Step 22: Examine your data distributions
After collecting your data you need to know what it is telling you. Suppose you collected incidents of assaults on taxi drivers. Are assaults concentrated among a very few drivers? Are the assaults concentrated on some days of the week or times of day?
To answer these questions you need to look at the distribution of the data. The figure below displays the distribution of homicides across Cincinnati's 53 neighborhoods for a 36-month period. The horizontal axis shows the number of homicides in a neighborhood. The vertical axis shows how many neighborhoods had each of these numbers (so in the first column, 13 neighborhoods had zero homicides). Most neighborhoods had few homicides but there is a long tail stretching to the right where a few neighborhoods have many homicides.
Often you need to summarize a distribution. There are two basic descriptions of distributions: the typical, or average, case and the variation, or spread of cases.
The Average Case. The average can be calculated three ways:
- Mean. This is the most common measure of average. The mean number of homicides in the Cincinnati neighborhoods is 3.7 homicides per neighborhood - calculated by dividing the 198 killings by the 53 neighborhoods.
- Median. This is the value that divides the cases into two equal groups. Half the Cincinnati neighborhoods have two or more homicides and half have two or fewer.
- Mode. This is the value possessed by the greatest number of cases. In this example the mode is homicides because the biggest group of neighborhoods have no homicides.
The Spread of Cases. There are three common methods to measure spread:
- Range. This is most basic measure of spread. This is the lowest and highest value. In our example, the range is 0 to 27 homicides.
- Inner quartile range looks at the lower and upper bounds of the middle 50 percent of the cases. In the Cincinnati example, the inner quartile range is one to five homicides. Half the neighborhoods fall into this bracket. Another 25 percent of the neighborhoods have one or no homicides and the last 25 percent have 5 or more homicides. To find the inner quartile range, rank the cases and divide them into four equal groups. The two middle groups are the innerquartiles. The inner quartile range is the lowest and the highest value of these two middle groups.
- Standard deviation. This measure of spread indicates the mean difference from the mean of the distribution. The smaller the standard deviation, the smaller the average spread around the mean. The formula is rather tedious, but any spreadsheet or statistical software package can calculate it. Two thirds of the cases fall within one standard deviation on both sides of the mean. In the Cincinnati example, the standard deviation is 5.2 homicides.

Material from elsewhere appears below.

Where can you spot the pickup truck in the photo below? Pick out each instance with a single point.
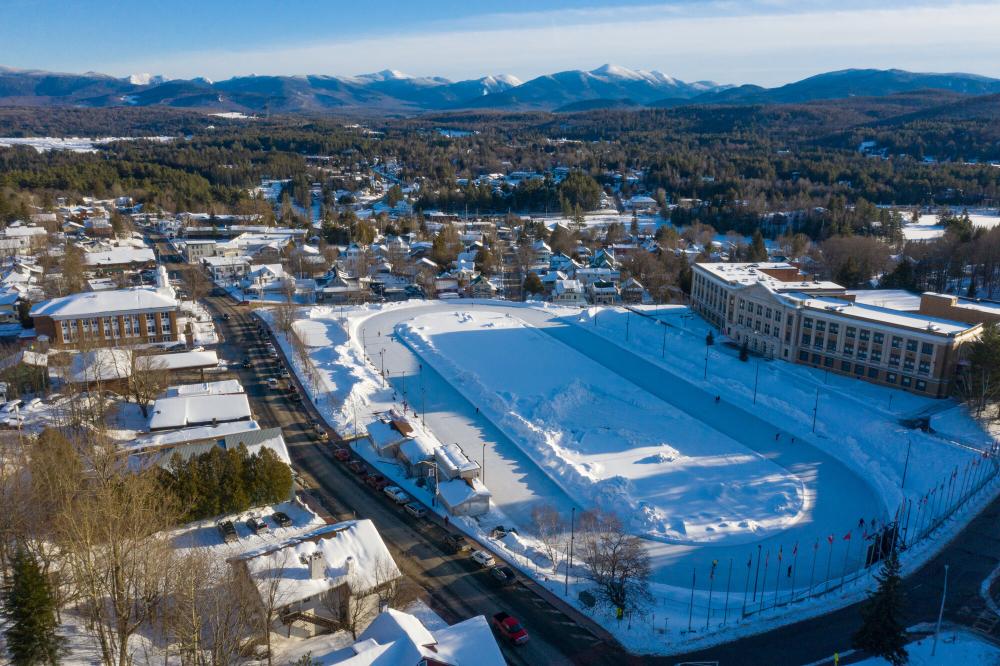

FREQUENCY DISTRIBUTION OF HOMICIDES IN CINCINNATI NEIGHBORHOODS
Which measures of typicality and spread are best depends on two characteristics of the data. The first is the symmetry of the distribution. In a symmetrical distribution, the shape on one side of the mean is mirrored on the other side. The mean equals the median in symmetrical distributions. If the value with the most cases is in the center, then the mode will be the same as the other two measures of average. But the mode need not equal the median or the mean. The distribution could have two modes, one on each side of the median. If the distribution is roughly symmetrical, the mean and standard deviation may be appropriate.
If the distribution is asymmetrical, then the mean and standard deviation should not be used. Use the median or the mode and the inner quartile or full range. In problem analysis, asymmetry is very common.

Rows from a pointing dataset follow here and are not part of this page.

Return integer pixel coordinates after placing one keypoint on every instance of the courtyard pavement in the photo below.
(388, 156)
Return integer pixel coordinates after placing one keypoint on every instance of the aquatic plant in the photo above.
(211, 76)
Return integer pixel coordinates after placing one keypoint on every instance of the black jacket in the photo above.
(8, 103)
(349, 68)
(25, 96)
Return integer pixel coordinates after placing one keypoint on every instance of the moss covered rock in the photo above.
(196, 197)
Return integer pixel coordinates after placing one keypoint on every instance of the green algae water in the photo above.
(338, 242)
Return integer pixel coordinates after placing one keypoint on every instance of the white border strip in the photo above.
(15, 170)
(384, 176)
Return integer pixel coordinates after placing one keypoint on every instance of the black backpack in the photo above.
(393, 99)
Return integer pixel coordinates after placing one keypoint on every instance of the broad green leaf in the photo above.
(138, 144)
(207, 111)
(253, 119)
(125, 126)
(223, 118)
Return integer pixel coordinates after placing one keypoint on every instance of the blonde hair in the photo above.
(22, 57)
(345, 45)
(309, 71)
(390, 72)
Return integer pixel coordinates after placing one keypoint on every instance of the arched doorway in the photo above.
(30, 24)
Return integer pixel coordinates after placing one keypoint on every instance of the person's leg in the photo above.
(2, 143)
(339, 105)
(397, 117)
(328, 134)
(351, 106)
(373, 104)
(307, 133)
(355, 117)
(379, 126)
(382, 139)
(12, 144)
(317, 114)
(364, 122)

The second characteristic used to select measures of typicality and spread is the measurement scale used for the data. There are three common types of scales:
- Nominal scales simply apply labels. Gender (male=1, female=2) is measured with a nominal scale because the numbers simply substitute for word labels, and the categories could be relabeled, male=2, female=1 without creating a problem. If your data is nominal, then only a mode is appropriate.
- Ordinal scales rank cases as well as label them. An ordered list of neighborhoods, from greatest to fewest homicides produces an ordinal scale (first, second, third, through fifty-third). You cannot add and subtract, multiply and divide ordinal data. You can only determine if a case has a greater, lesser or equal rank to another case. If the data is ordinal, neither the mean nor the standard deviation can be used. Use the median and inner quartile range.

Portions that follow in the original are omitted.